Я и слушаю, когда она поет, прислушиваюсь. Иногда стою у закрытых дверей ванной, когда она в душе, – там совсем не стесняется, голосит под плеск, который, как ей кажется, маскирует неточности и несовершенства (которых я не слышу), и вот тогда-то я выучил всех-всех ее композиторов – Моцарта, Римского-Корсакова и Дунаевского. Она мне про каждого говорила потом, но не запомнил. Она не пела никогда ту АРИЮ, что нам включала учительница музыки, но понимаю почему – она же для мужского голоса. В детстве даже не думал, что
В детстве она чему-то училась, ходила заниматься вокалом к преподавателю, но потом забросила, забыла: ее бывший не очень интересовался таким, а я один раз включил ролик, где одна женщина с темными волосами и ярко подведенными глазами что-то высокое и резкое выкрикивала, а внизу была подпись –
И я все предлагал не самой дома петь, а пойти в вокальную, что ли, студию, найти педагога, а она отказывалась сначала, а потом согласилась. Я сам нашел на Поварской мужчину, что давал частные уроки и сидел все время в большом и красивом помещении, в собственном
А мне так хотелось послушать, что просил каждый день, умолял буквально, хотел увидеть прогресс, должен ведь во всем прогресс быть, иначе зачем? Может быть, она теперь будет лучше той женщины на видео, то есть она уже лучше, потому что не такая полная, наоборот – тоненькая, прозрачная, за то и полюбил, когда встретились в любительской актерской студии, я тогда толстый был, сам не любил себя, вот и пришел, чтобы хоть как-то. Это называлось
Писал с работы – может быть, я вернусь и ты мне после ужина споешь?

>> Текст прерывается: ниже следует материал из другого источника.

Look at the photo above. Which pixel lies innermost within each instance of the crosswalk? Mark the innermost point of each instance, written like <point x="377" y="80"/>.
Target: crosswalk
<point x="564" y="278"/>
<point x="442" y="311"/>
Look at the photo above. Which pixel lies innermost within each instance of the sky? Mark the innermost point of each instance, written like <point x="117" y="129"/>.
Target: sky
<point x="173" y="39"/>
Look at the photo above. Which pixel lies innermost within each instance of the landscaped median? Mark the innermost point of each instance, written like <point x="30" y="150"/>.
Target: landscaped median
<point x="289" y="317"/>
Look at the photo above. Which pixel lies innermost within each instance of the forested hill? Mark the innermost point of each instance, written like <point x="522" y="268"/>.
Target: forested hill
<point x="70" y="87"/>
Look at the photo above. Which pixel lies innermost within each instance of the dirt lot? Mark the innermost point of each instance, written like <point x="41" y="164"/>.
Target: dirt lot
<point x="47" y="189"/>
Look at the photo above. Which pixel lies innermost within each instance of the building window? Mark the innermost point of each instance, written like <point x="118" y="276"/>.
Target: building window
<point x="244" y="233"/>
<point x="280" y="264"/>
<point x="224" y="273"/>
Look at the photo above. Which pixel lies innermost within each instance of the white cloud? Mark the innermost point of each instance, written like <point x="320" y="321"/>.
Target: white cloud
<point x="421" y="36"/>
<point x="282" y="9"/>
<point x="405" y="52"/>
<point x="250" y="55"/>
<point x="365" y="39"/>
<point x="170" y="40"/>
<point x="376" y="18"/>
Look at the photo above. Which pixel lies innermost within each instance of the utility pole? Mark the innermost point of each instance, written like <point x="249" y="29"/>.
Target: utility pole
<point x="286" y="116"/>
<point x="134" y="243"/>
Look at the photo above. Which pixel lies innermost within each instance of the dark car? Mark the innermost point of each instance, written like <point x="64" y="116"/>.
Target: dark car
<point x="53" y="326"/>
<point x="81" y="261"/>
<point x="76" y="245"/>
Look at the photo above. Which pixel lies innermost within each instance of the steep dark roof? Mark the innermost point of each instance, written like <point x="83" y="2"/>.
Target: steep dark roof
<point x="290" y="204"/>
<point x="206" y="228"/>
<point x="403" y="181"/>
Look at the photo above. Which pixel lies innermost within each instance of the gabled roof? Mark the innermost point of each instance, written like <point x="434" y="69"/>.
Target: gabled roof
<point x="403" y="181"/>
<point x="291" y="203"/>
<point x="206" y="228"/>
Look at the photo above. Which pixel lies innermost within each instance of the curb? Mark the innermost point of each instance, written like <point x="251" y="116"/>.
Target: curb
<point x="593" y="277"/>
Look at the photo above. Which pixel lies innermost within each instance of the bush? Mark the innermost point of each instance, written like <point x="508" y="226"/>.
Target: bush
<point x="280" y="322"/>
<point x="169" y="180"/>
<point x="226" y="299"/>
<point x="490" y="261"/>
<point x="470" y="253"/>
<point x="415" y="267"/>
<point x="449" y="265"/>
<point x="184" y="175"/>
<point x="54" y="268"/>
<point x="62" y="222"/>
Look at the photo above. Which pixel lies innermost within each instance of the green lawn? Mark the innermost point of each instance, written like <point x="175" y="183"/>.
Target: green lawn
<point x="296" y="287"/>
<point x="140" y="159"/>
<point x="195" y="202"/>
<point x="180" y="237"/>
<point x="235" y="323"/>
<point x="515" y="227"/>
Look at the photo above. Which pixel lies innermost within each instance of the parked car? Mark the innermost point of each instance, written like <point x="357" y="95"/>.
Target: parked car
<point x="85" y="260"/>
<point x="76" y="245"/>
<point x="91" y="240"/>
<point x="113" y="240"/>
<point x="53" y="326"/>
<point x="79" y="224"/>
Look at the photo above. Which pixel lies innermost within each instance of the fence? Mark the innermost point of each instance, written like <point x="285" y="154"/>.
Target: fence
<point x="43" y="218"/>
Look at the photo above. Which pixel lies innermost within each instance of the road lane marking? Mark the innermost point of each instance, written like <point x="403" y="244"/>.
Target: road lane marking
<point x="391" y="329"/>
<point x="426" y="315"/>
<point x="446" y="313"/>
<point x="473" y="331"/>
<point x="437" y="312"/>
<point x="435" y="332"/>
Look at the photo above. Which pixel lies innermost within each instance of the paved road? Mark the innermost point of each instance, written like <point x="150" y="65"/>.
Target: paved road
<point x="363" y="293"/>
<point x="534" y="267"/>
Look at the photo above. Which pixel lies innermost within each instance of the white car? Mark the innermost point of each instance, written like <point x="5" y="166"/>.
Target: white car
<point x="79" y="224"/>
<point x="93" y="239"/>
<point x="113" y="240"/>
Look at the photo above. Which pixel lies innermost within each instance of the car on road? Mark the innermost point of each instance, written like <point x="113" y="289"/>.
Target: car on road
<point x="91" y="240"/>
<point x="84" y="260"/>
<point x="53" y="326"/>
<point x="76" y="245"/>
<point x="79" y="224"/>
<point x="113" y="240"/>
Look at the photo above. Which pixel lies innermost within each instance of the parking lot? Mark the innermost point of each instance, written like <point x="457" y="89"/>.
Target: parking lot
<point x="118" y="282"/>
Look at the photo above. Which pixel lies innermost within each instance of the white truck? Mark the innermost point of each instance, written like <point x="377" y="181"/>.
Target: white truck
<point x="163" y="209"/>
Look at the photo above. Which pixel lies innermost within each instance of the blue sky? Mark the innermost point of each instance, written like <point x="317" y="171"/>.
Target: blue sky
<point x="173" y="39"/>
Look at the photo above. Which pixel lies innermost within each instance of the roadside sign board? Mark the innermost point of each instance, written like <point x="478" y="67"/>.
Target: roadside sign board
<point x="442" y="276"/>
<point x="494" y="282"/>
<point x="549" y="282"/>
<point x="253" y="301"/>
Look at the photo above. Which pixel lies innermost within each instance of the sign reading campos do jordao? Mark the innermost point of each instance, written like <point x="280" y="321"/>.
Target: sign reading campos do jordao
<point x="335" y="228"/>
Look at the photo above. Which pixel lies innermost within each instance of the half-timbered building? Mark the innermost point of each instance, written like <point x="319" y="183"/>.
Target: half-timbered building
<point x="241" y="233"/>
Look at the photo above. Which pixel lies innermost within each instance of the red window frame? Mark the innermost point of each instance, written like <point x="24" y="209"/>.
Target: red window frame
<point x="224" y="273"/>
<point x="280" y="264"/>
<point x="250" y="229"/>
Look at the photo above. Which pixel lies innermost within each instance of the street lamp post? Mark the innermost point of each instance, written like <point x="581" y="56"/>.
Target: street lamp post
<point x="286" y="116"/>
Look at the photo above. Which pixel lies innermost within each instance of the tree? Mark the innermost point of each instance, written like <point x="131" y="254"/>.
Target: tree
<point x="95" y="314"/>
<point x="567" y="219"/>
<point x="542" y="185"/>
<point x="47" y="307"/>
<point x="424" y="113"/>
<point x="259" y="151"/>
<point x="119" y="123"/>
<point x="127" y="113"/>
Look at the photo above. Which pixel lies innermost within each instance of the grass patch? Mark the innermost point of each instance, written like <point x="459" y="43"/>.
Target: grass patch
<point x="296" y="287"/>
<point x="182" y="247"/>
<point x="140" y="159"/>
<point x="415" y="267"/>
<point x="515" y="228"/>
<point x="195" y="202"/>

Она смайлик в ответ присылала. И все на том. Смайлик один. Пять лет живем, а я так хотел, чтобы она пела, чтобы был
И однажды я подумал – может быть, она одна поет, когда меня нет? Может быть, это немного нечестно, но только ничего плохого не хочу – только понять про чертов прогресс, может ли он быть или не может, любит ли она меня, раз присылает смайлики, что делает, когда поет, как дышит, поет ли что-то красивое, медленное или только громкие арии свои? И оставил включенным диктофон на столе, прикрыл тонкой тетрадкой.
Ночью стал слушать – а она не поет вовсе, а разговаривает со своим педагогом по вокалу, с мужчиной этим, целый день разговаривает: я только ее слышал, конечно, но понял, что с ним, больше не с кем, потому что они вечно о музыке что-то начинали, а потом продолжали о разном. И так говорили, что сердце заболело и оборвалось, стало биться часто-часто, а раньше я вовсе не чувствовал никакого сердца. Это почему – так? Почему со мной – так? И ведь раньше
Теперь мужчина из класса с роялем – он, что ли, тебя ко всем врачам возил, когда тебе плохо было, приносил тебе кофе из кофейни прямо домой, когда тебе не хотелось варить самой, а хотелось какой-то другой, вкусный? Он ни черта не делал.
А ты с ним о таком – о том, какое ты мороженое любишь, говоришь. Блин, да ему совершенно, совершенно безразлично это, он не собирался и не собирается тебе его привозить, а я…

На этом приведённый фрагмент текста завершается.